En otras palabras, lo crítico del arte no radica en una substancia, una temática o una estrategia de exhibición, sino en las maneras como la obra resiste a la red de discursos hegemónicos en que se desenvuelve. Así, si lo crítico es una condición relacional y contingente, es necesario un marco analítico que permita entender los lugares que el arte asume respecto a las construcciones hegemónicas de lo real. Y es precisamente este carácter relacional y contingente lo que nos obliga a complejizar nuestros análisis de las obras de arte: las obras se transforman, constantemente adquieren nuevos significados, cambian su lugar respecto a lo “oficialmente consensuado”. Una misma obra de arte puede cuestionar algunos consensos sociales al mismo tiempo que refuerza otros: las víctimas fotografiadas en Sudarios nos interpelan, pero son arrebatas de su contexto, estereotipadas e inhabilitado el potencial disruptivo de sus testimonios.
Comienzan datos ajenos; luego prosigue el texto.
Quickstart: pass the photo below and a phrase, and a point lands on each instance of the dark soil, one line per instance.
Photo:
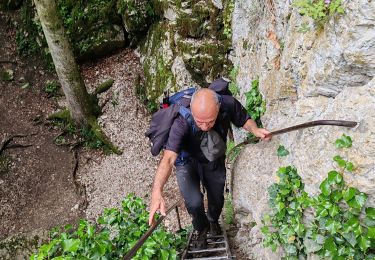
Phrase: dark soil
(36, 183)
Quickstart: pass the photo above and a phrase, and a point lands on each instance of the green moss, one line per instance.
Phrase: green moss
(62, 115)
(156, 66)
(204, 59)
(104, 86)
(87, 25)
(96, 139)
(138, 15)
(4, 164)
(19, 244)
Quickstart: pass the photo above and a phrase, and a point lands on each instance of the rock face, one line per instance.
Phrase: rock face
(324, 73)
(186, 47)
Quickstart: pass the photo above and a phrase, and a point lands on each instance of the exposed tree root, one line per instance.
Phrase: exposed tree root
(79, 187)
(4, 144)
(103, 87)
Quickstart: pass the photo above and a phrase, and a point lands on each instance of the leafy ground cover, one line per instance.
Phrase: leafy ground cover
(342, 227)
(114, 234)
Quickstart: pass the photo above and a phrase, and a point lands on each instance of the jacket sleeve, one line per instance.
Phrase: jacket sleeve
(179, 131)
(238, 114)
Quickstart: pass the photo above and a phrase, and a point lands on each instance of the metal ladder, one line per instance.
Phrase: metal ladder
(217, 247)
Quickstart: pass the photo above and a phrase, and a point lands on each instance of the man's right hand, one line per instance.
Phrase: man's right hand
(157, 203)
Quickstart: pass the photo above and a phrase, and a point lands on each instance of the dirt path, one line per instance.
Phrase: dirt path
(109, 179)
(36, 184)
(37, 190)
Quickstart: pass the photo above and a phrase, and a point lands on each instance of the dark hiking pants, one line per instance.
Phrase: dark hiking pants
(212, 175)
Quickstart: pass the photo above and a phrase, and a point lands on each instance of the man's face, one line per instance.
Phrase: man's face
(206, 120)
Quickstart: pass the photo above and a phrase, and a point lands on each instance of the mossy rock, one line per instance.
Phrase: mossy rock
(94, 29)
(10, 4)
(158, 60)
(105, 41)
(137, 15)
(204, 59)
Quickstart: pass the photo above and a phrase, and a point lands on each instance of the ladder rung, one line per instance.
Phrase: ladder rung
(215, 242)
(220, 236)
(212, 257)
(208, 250)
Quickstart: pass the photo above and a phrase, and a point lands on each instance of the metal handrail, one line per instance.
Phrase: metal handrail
(142, 240)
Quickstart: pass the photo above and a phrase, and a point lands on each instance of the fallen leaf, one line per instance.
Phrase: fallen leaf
(276, 62)
(273, 38)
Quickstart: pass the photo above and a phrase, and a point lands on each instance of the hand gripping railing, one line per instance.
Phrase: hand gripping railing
(141, 241)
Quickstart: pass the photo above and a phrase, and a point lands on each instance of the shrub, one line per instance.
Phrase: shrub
(342, 227)
(319, 10)
(112, 237)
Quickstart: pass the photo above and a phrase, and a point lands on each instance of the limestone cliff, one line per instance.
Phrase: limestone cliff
(321, 73)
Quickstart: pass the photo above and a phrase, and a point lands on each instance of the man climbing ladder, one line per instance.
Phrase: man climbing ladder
(199, 156)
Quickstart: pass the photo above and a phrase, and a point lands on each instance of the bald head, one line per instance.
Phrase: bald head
(205, 108)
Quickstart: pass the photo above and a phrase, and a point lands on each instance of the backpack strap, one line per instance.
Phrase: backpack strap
(186, 113)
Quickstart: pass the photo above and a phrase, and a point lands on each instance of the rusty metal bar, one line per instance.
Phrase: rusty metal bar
(141, 241)
(178, 218)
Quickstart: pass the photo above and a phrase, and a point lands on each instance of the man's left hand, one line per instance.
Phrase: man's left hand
(263, 134)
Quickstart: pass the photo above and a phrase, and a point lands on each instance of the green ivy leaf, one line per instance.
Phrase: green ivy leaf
(349, 166)
(325, 187)
(344, 142)
(370, 212)
(70, 245)
(358, 201)
(333, 211)
(350, 237)
(349, 193)
(332, 226)
(369, 222)
(281, 151)
(330, 245)
(311, 246)
(334, 177)
(340, 161)
(371, 232)
(337, 195)
(364, 243)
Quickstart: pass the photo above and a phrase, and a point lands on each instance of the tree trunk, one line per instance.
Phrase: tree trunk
(79, 104)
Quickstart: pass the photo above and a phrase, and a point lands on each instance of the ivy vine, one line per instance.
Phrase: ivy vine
(115, 234)
(341, 226)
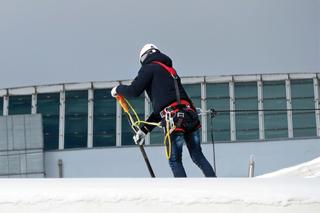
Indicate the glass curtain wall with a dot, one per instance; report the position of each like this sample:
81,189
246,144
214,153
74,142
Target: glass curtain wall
104,119
48,105
275,106
20,104
246,99
303,114
218,98
76,119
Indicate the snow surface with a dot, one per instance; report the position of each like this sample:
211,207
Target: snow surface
285,194
308,170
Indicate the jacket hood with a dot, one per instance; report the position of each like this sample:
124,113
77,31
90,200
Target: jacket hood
158,56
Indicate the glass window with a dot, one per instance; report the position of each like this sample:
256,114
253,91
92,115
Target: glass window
247,122
20,104
274,98
218,98
127,132
76,119
302,96
1,105
48,105
104,121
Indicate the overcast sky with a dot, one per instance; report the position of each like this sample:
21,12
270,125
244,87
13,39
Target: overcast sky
60,41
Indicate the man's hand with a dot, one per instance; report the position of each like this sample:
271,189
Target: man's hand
139,137
114,92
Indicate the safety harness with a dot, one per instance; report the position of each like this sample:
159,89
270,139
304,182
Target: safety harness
175,112
169,113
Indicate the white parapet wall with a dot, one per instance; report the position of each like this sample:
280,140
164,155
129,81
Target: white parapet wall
137,195
295,189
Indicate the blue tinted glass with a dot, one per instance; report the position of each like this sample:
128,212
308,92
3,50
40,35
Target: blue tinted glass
194,93
275,120
302,95
48,105
104,123
76,119
218,98
246,98
20,104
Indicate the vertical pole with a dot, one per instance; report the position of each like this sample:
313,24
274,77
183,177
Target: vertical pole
146,115
232,113
118,124
204,120
316,104
289,108
60,167
251,166
61,119
261,113
90,118
6,104
34,104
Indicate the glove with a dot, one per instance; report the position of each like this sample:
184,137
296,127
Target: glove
114,91
139,137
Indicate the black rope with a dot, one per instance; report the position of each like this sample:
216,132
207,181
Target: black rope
262,110
212,115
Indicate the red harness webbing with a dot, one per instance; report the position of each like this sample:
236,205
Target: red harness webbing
171,70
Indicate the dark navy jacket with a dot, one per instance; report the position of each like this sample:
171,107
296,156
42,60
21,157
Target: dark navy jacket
158,84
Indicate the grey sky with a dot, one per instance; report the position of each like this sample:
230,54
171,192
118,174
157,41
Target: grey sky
55,41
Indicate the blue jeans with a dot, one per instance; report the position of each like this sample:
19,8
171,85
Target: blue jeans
193,143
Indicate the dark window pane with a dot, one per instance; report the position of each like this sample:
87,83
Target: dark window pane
48,105
76,119
275,122
246,98
127,132
20,104
104,123
194,93
302,95
218,98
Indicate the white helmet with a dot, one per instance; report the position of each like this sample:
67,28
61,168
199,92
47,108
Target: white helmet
146,50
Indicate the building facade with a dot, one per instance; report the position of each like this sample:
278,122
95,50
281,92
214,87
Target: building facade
251,109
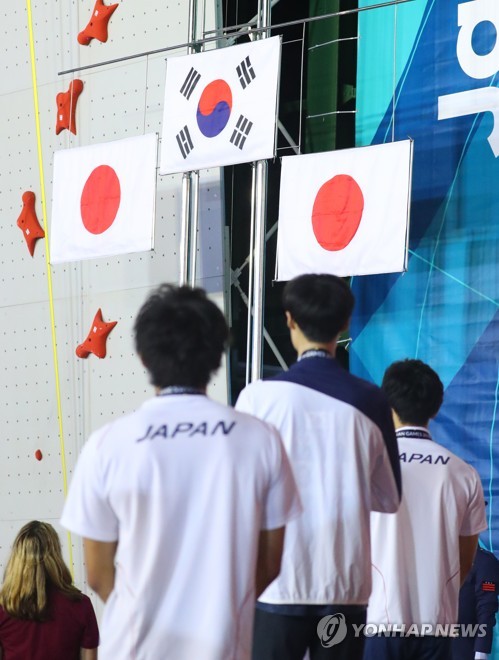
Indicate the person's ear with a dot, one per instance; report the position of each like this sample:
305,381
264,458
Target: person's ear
346,326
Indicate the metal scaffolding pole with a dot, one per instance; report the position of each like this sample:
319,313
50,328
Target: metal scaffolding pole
190,191
258,218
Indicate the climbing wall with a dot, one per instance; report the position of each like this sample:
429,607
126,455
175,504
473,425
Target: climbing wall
51,399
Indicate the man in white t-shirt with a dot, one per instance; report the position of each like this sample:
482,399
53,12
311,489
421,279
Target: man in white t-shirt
181,504
339,435
422,554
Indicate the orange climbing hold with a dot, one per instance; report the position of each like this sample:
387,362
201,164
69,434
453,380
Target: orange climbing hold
98,24
96,340
28,222
66,107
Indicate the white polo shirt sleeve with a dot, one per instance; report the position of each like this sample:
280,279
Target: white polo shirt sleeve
283,502
474,521
87,511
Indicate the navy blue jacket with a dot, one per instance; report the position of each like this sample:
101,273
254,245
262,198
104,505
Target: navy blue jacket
478,605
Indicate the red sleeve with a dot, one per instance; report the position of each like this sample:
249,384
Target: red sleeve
90,637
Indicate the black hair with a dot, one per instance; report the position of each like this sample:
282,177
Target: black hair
180,336
321,305
414,391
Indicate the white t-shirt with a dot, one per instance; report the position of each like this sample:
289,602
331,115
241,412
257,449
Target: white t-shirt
415,553
184,485
336,440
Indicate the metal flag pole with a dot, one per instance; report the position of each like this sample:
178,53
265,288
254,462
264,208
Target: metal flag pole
259,217
190,191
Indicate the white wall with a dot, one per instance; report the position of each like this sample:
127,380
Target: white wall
118,101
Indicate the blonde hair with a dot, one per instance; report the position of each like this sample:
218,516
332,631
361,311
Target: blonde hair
35,565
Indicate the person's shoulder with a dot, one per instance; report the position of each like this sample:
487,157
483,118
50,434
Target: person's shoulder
246,419
458,463
485,560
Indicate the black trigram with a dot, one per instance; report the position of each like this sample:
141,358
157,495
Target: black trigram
190,83
184,142
241,132
245,72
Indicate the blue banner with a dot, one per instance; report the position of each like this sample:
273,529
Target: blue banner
428,70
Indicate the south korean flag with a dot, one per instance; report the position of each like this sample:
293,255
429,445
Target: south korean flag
220,107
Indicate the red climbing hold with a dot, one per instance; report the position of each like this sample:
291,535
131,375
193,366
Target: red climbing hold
66,107
97,26
96,339
28,222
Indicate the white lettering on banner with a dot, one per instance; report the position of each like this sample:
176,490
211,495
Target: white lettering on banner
470,103
469,16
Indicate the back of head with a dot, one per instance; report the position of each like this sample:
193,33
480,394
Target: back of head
414,391
35,565
320,304
180,336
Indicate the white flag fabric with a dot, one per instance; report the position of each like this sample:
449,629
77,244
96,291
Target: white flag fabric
345,212
220,107
103,199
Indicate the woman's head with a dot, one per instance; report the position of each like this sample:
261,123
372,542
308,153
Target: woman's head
35,564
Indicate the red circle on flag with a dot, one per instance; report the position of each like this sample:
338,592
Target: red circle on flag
100,199
337,212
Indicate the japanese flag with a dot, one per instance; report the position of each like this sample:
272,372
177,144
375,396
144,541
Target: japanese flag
103,199
220,107
345,212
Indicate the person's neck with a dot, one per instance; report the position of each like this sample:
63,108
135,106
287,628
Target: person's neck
185,388
306,345
398,423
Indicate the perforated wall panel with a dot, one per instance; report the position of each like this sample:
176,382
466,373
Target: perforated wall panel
118,100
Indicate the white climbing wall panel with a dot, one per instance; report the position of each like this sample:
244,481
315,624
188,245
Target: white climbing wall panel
119,100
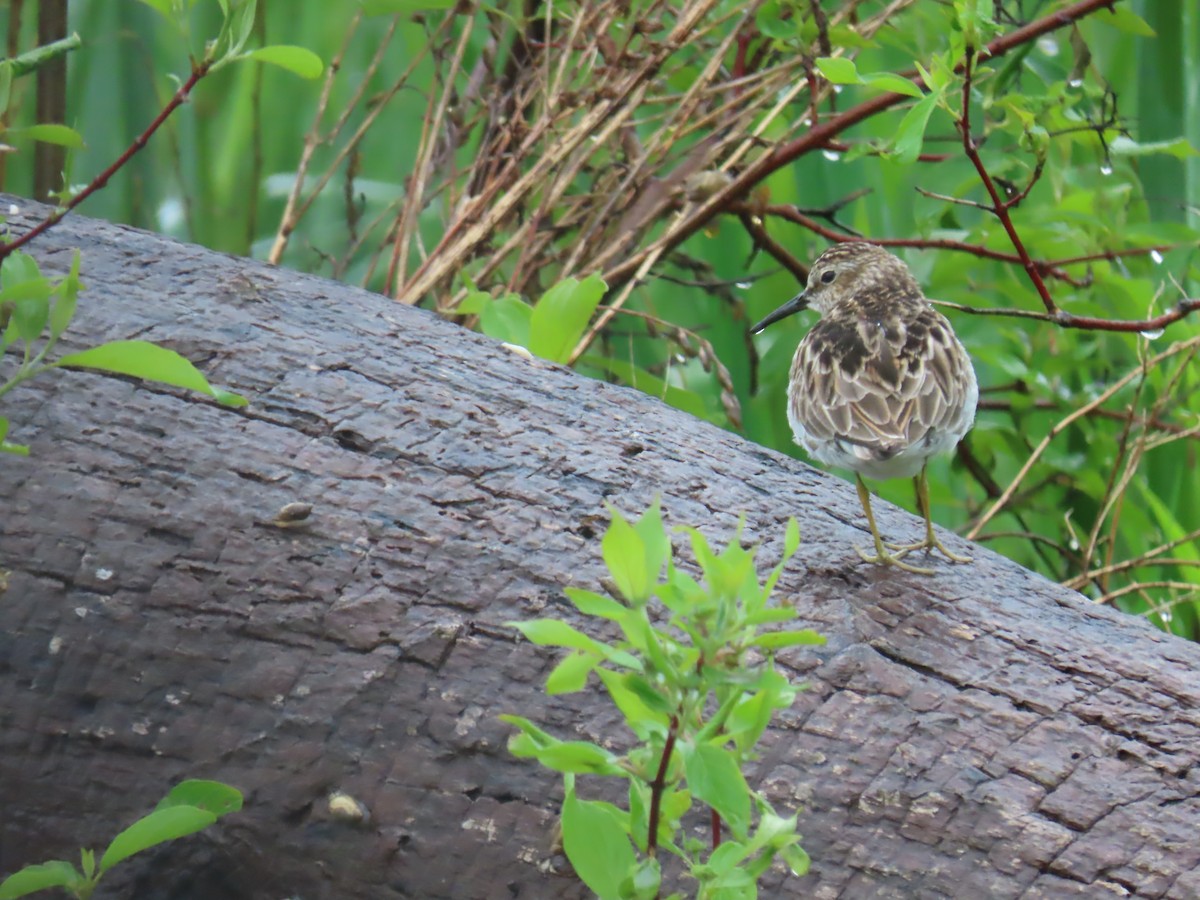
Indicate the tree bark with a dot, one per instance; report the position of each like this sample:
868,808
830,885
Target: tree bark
977,733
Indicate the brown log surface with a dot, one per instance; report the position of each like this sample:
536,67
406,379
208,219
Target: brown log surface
982,733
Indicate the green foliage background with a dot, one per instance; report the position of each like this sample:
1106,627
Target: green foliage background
219,174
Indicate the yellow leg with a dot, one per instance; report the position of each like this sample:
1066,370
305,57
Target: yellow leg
881,553
921,485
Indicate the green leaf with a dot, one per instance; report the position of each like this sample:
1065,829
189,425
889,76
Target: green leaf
774,640
161,826
796,858
597,843
655,540
298,60
143,359
624,553
537,737
213,796
54,874
5,85
555,633
562,315
645,881
840,70
911,133
714,778
5,447
571,673
1123,19
581,757
383,7
163,7
772,615
640,717
592,604
49,133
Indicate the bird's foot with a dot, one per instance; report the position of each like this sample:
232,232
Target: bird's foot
883,558
929,545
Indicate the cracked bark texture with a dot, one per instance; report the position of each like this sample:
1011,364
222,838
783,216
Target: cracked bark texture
977,733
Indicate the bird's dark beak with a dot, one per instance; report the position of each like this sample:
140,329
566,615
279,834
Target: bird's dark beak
801,301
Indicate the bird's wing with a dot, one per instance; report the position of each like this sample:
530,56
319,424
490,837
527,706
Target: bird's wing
881,384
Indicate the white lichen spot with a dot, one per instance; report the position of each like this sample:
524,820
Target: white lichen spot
486,826
965,631
468,721
345,808
517,349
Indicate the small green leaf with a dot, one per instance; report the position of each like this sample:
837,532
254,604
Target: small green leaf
840,70
562,315
796,858
298,60
555,633
645,881
406,7
655,540
580,757
143,359
592,604
213,796
911,133
640,717
161,826
774,640
772,615
88,862
5,85
624,553
714,778
571,673
162,7
49,133
893,83
598,845
1123,19
538,737
5,447
54,874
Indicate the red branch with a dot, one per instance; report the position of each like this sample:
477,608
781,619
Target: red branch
198,71
822,133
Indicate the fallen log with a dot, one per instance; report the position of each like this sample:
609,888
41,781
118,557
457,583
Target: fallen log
978,733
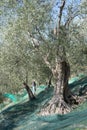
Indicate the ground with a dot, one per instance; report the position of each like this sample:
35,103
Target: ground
25,116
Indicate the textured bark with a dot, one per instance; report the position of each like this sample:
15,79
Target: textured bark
63,98
30,94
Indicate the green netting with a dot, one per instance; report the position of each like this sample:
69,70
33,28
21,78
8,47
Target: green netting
25,115
10,96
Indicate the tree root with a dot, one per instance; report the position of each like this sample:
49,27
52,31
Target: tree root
57,105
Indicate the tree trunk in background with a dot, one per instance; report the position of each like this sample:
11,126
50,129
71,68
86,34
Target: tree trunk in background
30,94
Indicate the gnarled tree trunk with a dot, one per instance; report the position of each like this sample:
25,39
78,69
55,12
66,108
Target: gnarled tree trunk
63,98
30,94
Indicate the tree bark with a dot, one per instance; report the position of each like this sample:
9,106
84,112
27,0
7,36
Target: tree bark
30,94
62,101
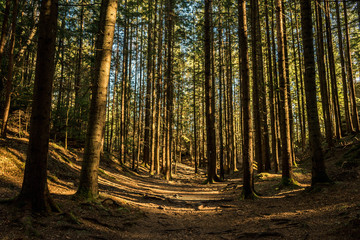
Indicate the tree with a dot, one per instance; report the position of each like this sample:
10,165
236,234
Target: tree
34,191
209,98
331,59
248,185
88,187
284,107
170,86
355,115
318,166
10,71
322,75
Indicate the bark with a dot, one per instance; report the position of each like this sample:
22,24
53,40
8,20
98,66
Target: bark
221,137
124,80
355,115
34,191
318,166
88,187
287,177
322,75
158,91
248,181
10,70
149,82
331,59
256,82
276,94
349,125
170,87
209,98
274,146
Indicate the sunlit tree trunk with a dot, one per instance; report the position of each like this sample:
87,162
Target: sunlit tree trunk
355,115
322,75
287,177
274,143
34,191
334,89
248,179
349,125
88,187
209,97
170,88
318,166
10,71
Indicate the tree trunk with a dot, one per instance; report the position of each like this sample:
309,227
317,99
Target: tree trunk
355,115
34,190
256,82
318,166
248,179
221,137
274,146
334,89
322,75
287,177
170,88
10,70
88,187
209,98
349,125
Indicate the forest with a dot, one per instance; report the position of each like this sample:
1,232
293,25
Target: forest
179,119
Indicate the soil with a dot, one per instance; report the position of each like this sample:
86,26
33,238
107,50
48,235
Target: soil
135,205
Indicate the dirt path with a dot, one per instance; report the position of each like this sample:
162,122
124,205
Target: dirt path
139,206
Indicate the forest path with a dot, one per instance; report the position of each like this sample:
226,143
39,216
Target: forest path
139,206
185,192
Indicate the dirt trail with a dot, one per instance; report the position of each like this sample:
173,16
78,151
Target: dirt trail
139,206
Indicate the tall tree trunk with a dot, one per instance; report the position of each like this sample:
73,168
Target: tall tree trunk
287,177
274,145
276,92
256,82
230,108
298,93
209,97
88,187
78,72
34,189
158,91
170,88
355,115
322,75
10,70
149,82
248,178
221,137
334,89
318,166
349,125
124,79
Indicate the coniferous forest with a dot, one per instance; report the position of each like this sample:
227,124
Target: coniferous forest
178,119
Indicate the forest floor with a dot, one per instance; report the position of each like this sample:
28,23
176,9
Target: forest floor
138,206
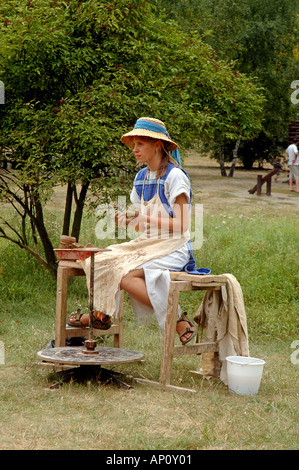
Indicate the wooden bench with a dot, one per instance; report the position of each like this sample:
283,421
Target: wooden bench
180,282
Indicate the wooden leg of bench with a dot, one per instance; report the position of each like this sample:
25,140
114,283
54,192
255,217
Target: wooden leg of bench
61,307
169,335
118,340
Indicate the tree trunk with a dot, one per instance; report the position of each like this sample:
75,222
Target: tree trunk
44,236
222,165
235,156
68,209
79,210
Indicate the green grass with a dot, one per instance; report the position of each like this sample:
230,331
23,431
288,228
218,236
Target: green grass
262,253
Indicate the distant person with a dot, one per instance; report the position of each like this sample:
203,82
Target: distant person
293,163
277,165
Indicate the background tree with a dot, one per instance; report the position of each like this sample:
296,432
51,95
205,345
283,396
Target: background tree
77,76
260,37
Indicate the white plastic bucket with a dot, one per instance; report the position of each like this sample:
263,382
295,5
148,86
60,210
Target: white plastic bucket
244,374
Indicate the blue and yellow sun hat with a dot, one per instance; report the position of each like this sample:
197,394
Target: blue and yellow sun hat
150,127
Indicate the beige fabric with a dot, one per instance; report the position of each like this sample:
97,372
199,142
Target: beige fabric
110,267
222,316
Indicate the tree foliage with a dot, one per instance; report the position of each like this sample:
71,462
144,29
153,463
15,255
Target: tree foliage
77,75
261,38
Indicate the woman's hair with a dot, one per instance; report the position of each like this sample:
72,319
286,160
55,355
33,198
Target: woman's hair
166,158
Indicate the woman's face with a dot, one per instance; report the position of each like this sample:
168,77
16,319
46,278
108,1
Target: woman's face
144,149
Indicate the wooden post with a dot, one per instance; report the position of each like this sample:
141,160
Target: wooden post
261,180
269,187
259,185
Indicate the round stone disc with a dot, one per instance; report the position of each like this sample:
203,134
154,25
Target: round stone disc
75,356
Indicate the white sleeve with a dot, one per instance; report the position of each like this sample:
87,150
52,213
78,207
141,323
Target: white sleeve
176,183
134,198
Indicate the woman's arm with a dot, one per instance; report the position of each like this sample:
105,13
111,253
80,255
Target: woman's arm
179,223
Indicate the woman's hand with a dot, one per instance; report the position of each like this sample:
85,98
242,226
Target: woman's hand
123,219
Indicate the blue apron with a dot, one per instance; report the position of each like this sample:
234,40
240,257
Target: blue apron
149,189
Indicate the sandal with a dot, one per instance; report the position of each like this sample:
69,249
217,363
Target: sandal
77,321
103,323
192,329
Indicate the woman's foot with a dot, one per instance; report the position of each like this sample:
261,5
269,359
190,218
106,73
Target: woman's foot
186,329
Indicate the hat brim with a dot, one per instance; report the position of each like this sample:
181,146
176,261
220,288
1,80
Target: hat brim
127,139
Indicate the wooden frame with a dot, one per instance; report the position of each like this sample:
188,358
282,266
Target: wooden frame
68,269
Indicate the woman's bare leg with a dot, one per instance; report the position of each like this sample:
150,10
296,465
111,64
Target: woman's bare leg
134,284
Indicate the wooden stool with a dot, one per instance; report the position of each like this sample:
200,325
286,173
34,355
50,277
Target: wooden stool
68,269
181,281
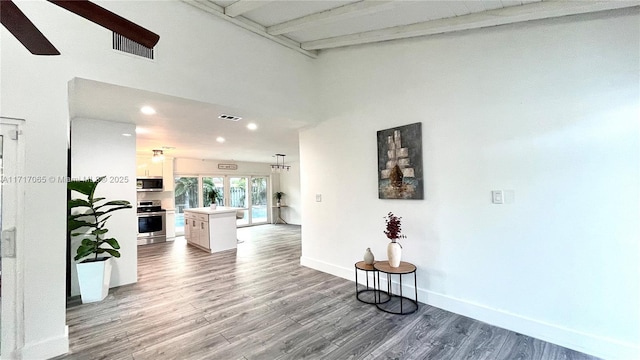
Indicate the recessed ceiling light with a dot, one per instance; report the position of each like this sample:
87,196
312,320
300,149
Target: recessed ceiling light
229,117
147,110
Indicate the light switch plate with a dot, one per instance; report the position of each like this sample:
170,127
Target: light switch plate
497,197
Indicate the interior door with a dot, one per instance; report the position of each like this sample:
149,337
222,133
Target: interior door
11,320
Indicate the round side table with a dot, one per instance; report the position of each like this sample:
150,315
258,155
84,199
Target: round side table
397,304
368,294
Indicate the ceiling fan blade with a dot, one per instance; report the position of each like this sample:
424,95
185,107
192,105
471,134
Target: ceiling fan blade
109,20
23,29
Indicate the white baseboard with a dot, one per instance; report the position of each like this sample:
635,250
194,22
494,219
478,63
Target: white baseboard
592,344
47,349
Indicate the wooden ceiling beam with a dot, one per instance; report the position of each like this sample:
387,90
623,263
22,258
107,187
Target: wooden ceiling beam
508,15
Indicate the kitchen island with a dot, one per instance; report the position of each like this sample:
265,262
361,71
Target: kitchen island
211,230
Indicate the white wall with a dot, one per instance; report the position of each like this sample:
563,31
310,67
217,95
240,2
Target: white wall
290,185
98,148
189,65
547,110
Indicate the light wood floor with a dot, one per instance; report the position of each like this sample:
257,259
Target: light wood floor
259,303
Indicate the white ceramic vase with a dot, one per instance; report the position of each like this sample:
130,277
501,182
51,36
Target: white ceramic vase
93,278
394,253
368,257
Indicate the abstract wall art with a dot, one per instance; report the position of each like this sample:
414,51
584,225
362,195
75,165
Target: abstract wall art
400,163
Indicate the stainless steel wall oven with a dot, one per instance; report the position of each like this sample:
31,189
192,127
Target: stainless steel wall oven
152,222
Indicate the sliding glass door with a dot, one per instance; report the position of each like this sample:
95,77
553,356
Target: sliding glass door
248,193
239,189
259,199
186,197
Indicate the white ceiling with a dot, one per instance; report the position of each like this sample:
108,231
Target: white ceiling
311,25
306,26
189,127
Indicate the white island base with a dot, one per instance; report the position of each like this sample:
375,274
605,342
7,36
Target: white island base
211,230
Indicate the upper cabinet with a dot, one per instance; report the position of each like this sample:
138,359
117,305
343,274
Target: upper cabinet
146,167
167,174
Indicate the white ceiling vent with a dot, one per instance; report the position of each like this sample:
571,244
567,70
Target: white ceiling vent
124,44
229,117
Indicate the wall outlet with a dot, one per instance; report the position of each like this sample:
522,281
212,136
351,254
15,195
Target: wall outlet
497,197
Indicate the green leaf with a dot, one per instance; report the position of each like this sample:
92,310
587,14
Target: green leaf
83,187
78,216
121,204
77,224
73,203
102,221
113,253
88,242
112,242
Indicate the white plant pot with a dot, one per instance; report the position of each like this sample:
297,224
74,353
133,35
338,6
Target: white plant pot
394,253
93,278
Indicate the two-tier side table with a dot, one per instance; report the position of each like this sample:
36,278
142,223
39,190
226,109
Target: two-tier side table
397,303
366,293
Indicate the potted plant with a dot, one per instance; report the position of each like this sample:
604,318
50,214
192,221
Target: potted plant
278,196
393,231
87,220
215,195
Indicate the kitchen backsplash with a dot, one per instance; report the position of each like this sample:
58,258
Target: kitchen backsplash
166,197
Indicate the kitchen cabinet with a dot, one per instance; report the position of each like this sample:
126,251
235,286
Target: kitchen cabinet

Sin duda alguna, el “poder” del arte es limitado: la posibilidad de una política radicalizada inevitablemente radica en la capacidad de articular diferentes experiencias de lucha colectiva, tarea que no se puede endosar a los artistas. Pero esta precisión no busca subestimar el potencial crítico del arte, al contrario, es una invitación a reconocernos: son necesarias prácticas artísticas que rompan el consenso de la guerra, que se enfrenten a la fijación de los sentidos y pugnen por mantener la memoria como un ámbito productor de nuevos significados. Ese será nuestro mejor aporte para una paz duradera en Colombia.
Acknowledgements
Agradecimientos
Este artículo tiene como punto de partida mi investigación sobre arte, memoria histórica y hegemonía, desarrollada en el marco de la Maestría en Estudios Culturales de la Universidad de los Andes, Colombia. Agradezco a Gregory Lobo, docente de la Universidad de los Andes, quién dirigió la investigación y a Sonia Vargas, docente de la Universidad Nacional de Colombia, por sus pertinentes comentarios. Estoy especialmente agradecido con la artista Erika Diettes, quien generosamente me compartió su tiempo y sus reflexiones; confío que este artículo sea visto como un reconocimiento a la complejidad de su obra plástica.